The latest figures on workforce from NHS Digital this week show that NHS staffing shortages have stubbornly failed to miraculously disappear. (“Sensationalist” of me to mention this, I know.)
These preliminary findings from a Health Foundation review of the health and wellbeing of lower-paid NHS staff are also well worth reading.
Sexual harassment culture of the medical trades unions
Meanwhile, we learn that “in light of serious allegations of sexual harassment and after independent legal advice”, the 2021 RCN Congress is to be held online. This is concerning in the extreme.
People will remember the Romney Review into sexism and sexual harassment at the BMA, and rightly wonder what sort of culture has developed in the main medical trades unions; and how.
Oh, and why. There is certain to be more to emerge on this. The BMA’s new ‘Sexism In Medicine’ report is worth your time.
Cronyvirus and Coronamillions update
Most of the action this past week has again focused on private sector testing. The Independent’s excellent Simon Calder is excoriating on the Wild West of PCR testing.
The Times revealed that Patience Annan, an NHS doctor twice suspended by the General Medical Council, owns a coronavirus testing company that is being publicised by the government. The paper found that one firm, going by four separate names, has each one listed as a separate company on the government web page; another is owned by a doctor who has been criticised in the past for profiteering from private coronavirus tests.
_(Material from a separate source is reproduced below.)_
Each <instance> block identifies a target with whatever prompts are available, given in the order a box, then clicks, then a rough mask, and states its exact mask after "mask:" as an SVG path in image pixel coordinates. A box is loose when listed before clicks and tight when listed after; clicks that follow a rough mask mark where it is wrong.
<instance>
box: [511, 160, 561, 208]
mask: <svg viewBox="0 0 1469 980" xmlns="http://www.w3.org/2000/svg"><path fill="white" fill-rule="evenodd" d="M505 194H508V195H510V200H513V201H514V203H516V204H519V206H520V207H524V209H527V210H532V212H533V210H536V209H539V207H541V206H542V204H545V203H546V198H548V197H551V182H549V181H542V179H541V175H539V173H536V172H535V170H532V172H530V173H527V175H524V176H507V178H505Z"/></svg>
The medical director of DAM Health told the Mail that his company had to resort to self-regulation because of the Government’s lack of official guidance.
The absolute basics are failing or being left undone, in other words.
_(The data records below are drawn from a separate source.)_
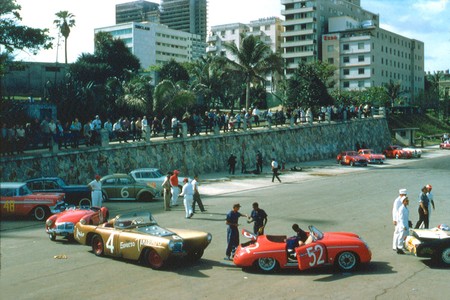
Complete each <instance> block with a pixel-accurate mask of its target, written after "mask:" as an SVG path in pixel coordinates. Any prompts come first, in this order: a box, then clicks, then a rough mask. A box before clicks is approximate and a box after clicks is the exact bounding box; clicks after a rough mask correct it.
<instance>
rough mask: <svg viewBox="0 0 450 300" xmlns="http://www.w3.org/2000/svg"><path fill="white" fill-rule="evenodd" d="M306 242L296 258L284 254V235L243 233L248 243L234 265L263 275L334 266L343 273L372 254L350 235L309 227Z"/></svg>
mask: <svg viewBox="0 0 450 300" xmlns="http://www.w3.org/2000/svg"><path fill="white" fill-rule="evenodd" d="M308 228H309V232H308V233H307V234H308V239H307V240H306V242H305V244H304V245H301V246H299V247H296V248H295V255H291V254H289V253H288V251H287V239H286V236H285V235H259V236H256V235H254V234H252V233H250V232H248V231H245V230H244V231H243V234H244V236H246V237H248V238H250V241H249V242H247V243H244V244H241V245H239V246H238V248H237V249H236V252H235V254H234V257H233V262H234V264H235V265H236V266H238V267H242V268H250V267H256V268H258V269H259V270H261V271H263V272H273V271H275V270H277V269H279V268H281V269H290V268H291V269H292V268H298V269H300V270H307V269H310V268H316V267H319V266H322V265H333V266H335V267H337V268H339V269H340V270H342V271H352V270H354V269H356V268H357V267H358V264H360V263H369V262H370V260H371V259H372V252H371V251H370V249H369V246H368V245H367V243H366V242H365V241H364V240H362V239H361V238H360V237H359V236H358V235H357V234H354V233H351V232H322V231H320V230H319V229H317V228H316V227H315V226H312V225H311V226H309V227H308Z"/></svg>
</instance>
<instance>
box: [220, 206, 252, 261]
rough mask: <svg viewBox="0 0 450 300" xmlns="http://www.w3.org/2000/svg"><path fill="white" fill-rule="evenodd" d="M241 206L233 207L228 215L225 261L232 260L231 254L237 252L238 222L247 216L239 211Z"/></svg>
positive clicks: (238, 235)
mask: <svg viewBox="0 0 450 300" xmlns="http://www.w3.org/2000/svg"><path fill="white" fill-rule="evenodd" d="M240 208H241V205H240V204H239V203H236V204H234V205H233V209H232V210H231V211H230V212H229V213H228V214H227V219H226V224H227V225H228V228H227V244H228V245H227V250H226V251H225V255H226V256H225V260H232V258H231V254H232V253H233V252H234V251H235V250H236V247H237V246H238V245H239V230H238V226H239V224H238V221H239V217H242V216H245V217H247V218H248V216H247V215H244V214H241V213H240V212H239V209H240Z"/></svg>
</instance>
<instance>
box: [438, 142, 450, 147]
mask: <svg viewBox="0 0 450 300" xmlns="http://www.w3.org/2000/svg"><path fill="white" fill-rule="evenodd" d="M439 148H441V149H450V140H447V141H445V142H442V143H440V144H439Z"/></svg>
So what hardcore corrective action is there?
Ooh – an open letter from the Competition And Markets Authority to the sector. That’ll fix it. Open letters invariably solve problems at a stroke.
Unfortunately for the CMA, the FT's Kate Beloley spotted their decision to close their Covid19 unit "at the start of the year, months before a crisis over rip-off travel tests prompted the watchdog’s intervention".
The former CMA chair and ex-MP Andrew Tyrie told the paper, “the CMA has been scarcely visible on this [Covid and PCRs] since closing down the task force and ending any serious attempt to promote online complaints from consumers, leaving them without the information they need to monitor the development of detriment”.
Ooops. So, did the CMA take this well?
No. Their statement wibbled, "it is wrong to suggest that changes in how we structure our Covid work have affected our ability to respond to the pandemic. Like many organisations, the CMA’s internal processes have evolved since March last year to help us deliver action more effectively. People know only too well that coronavirus hasn’t gone away yet, so tackling its impact is no longer a short term project; it is a key part of our ongoing work”.
Getting the Bill (Health and Social Care)
There is nothing much to report this week, but a couple of pieces of context came to mind.
NHS management expert Stephen Black’s piece on the new Health Bill is well worth reading; as is Michael Lambert’s excellent piece on the historical tradition of political patronage in the NHS.
Lambert’s conclusion, that “ensuring democracy, accountability, and transparency in the NHS through non-executive scrutiny is only possible through resolving larger political tensions across the service and organisation. Technocratic adjustment or a return to the past is insufficient” should be read by everyone on the Bill Committee
Other important things
Would appear here.
Recommended and required reading
A very funny New York Times read about the prices that USA hospitals and health insurers don't want their customers to see.
Thoughtful John Launer piece in the Postgraduate Medical Journal on doctors and political activism.